Presumably it's the one that did in the big guys some 65 million years ago, but
it barely spoils the afternoon of Aladar (voiced by D.B. Sweeney), a baby-faced
iguanodon who's taken in as an egg by a clan of uppity lemurs. With his adopted
family riding his back, Aladar hooks up with a motley herd of survivors
crossing the blasted terrain for the "the nesting grounds," a promised land
reminiscent of The Prince of Egypt. Leading the herd is Kron (Samuel E.

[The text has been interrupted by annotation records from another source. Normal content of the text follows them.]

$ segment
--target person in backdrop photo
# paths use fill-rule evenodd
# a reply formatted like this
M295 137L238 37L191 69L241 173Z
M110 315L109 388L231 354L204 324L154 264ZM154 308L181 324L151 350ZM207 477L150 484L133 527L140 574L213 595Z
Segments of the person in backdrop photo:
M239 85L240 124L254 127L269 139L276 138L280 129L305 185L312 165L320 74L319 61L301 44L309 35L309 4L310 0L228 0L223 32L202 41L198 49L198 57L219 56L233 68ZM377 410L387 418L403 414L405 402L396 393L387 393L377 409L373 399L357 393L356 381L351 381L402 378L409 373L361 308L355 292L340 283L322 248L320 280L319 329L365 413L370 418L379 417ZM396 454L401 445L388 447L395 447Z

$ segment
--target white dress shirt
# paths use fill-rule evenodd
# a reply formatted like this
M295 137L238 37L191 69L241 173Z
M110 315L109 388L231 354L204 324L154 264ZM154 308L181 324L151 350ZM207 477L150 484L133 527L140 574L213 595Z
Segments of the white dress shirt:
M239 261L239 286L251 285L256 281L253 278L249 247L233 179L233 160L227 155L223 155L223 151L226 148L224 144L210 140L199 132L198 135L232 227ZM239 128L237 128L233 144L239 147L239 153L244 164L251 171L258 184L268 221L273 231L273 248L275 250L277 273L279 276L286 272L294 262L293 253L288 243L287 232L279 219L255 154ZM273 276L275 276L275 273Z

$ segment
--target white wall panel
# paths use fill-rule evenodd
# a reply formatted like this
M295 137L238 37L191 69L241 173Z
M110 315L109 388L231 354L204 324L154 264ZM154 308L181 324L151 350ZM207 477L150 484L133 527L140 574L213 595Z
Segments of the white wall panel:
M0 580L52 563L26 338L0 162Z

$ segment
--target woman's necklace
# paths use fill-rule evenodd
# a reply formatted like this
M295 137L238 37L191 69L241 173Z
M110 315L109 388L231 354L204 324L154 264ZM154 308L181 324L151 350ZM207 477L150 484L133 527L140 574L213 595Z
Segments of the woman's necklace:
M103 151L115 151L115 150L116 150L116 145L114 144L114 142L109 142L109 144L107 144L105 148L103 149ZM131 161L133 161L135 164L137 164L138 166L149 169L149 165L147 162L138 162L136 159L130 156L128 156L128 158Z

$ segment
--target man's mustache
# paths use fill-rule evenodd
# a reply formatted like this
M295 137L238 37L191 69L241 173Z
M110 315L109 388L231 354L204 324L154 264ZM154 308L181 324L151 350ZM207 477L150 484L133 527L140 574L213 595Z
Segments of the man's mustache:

Wright), a hard-ass iguanodon whose Darwinian philosophy of survival of the
fittest and submission to fate clashes with Aladar's new-age platitudes about
cooperation and self-actualization. You'd think that after going to the trouble
of giving these prehistoric creatures voices, Disney would at least throw in a
few good songs or some funny jokes. But this $200 million Dinosaur is
tuneless, humorless, and devoid of charm, another sign that such movie virtues
as character, plot, and point are becoming extinct. At the Harbour Mall,
Holiday, Providence 16, Showcase, Tri-Boro, and Woonsocket cinemas.